Doubt in solution for evaluating $\int_0^1\int_0^1\int_0^1(1+u^2+v^2+w^2)^{-2}du~dv~dw$.

Question

I have two doubts in the answer for evaluating the following integral:

$$\int_0^1\int_0^1\int_0^1(1+u^2+v^2+w^2)^{-2}du~dv~dw$$

Solution: call this integral as $I$. By symmetry we may compute it over the domain $\{(u,v,w):0\leq v\leq u\leq 1\}$ and then double the result.
Substitute $u=r\cos(\theta)$, $v=r\sin(\theta)$, $w=\tan(\phi)$. Now the limits of integration become $0\leq \theta,\phi\leq \pi/4$ and $0\leq r\leq \sec(\theta)$. Then finally we have:
$$I=2\int_0^{\pi/4}\int_0^{\pi/4}\int_0^{\sec(\theta)}\frac{r\sec^2(\phi)}{(r^2+\sec^2(\phi))^2}dr~d\theta ~d\phi.$$

My doubts are:

1.) I don't get how by symmetry are we computing $I$ on $\{(u,v,w):0\leq v\leq u\leq 1\}$ .
2.) I don't understand why we substitute $u=r\cos(\theta)$, $v=r\sin(\theta)$, $w=\tan(\phi)$?

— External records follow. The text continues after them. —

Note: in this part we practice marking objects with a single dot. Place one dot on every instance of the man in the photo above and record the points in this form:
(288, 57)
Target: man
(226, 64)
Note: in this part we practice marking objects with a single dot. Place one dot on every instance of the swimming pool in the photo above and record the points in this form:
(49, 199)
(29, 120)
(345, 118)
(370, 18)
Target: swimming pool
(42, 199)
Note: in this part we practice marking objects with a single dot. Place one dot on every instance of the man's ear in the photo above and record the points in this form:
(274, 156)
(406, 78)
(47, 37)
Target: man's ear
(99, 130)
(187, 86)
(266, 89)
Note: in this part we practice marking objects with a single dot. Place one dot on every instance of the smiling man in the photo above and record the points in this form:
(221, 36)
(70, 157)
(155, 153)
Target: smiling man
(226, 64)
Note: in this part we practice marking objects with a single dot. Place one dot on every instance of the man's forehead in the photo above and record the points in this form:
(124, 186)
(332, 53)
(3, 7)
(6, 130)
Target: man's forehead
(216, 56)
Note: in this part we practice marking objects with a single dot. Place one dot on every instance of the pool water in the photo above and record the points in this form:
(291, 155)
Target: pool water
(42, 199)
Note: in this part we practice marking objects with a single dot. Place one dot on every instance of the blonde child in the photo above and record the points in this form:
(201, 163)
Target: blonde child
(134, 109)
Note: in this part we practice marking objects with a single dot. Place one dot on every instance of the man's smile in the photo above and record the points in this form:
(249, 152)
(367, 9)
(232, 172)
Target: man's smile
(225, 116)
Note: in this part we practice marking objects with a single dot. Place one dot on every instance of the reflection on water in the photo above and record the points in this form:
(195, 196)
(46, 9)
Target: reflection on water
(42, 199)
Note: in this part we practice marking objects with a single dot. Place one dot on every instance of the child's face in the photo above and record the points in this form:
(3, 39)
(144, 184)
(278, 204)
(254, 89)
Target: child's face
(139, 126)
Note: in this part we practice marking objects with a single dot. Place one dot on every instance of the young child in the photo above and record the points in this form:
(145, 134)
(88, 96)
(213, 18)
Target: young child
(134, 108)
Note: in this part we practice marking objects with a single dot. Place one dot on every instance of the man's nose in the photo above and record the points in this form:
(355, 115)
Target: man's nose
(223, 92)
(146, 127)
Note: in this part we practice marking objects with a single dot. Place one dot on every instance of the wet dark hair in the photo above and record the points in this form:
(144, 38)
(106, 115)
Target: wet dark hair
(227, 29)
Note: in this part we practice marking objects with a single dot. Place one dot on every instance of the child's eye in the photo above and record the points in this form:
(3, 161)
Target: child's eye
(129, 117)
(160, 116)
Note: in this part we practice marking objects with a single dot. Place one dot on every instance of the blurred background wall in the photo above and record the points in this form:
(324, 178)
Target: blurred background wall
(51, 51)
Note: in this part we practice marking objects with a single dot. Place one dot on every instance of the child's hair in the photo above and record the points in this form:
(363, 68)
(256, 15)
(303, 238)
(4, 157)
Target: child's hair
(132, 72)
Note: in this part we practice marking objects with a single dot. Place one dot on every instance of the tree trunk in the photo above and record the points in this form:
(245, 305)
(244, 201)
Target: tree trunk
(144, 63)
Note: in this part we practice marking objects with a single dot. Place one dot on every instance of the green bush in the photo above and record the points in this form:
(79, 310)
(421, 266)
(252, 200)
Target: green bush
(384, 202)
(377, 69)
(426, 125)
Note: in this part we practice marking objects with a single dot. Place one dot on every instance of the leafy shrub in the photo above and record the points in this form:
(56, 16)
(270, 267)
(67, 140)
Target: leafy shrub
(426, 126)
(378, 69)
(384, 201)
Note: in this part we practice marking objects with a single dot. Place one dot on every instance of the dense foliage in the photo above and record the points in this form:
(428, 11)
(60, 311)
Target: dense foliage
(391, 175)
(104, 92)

Kindly help me with above doubts. Thanks in advance.

Answer 1

This integral is a real beaut. I'll try to answer your questions, explain the substitutions, and then finally reduce the integral to a (very difficult) known definite integral.

1. "I don't get how by symmetry are we computing $I$ on $\{(u,v,w) : 0\le v\le u \le 1\}$."

A picture or two is worth a thousand words: setting $w=0$ (this doesn't change things), compare the whole and half ranges.

2. "I don't understand why we substitute $u=r\cos(\theta),$ $v=r\sin(\theta)$, $w=\tan(\phi)$."

Basically, we want to exploit the radial symmetry of the integrand. After using the symmetry trick, the region of integration is a triangular prism. You have correctly computed the new limits of integration and the Jacobian determinant, so we're ready to go.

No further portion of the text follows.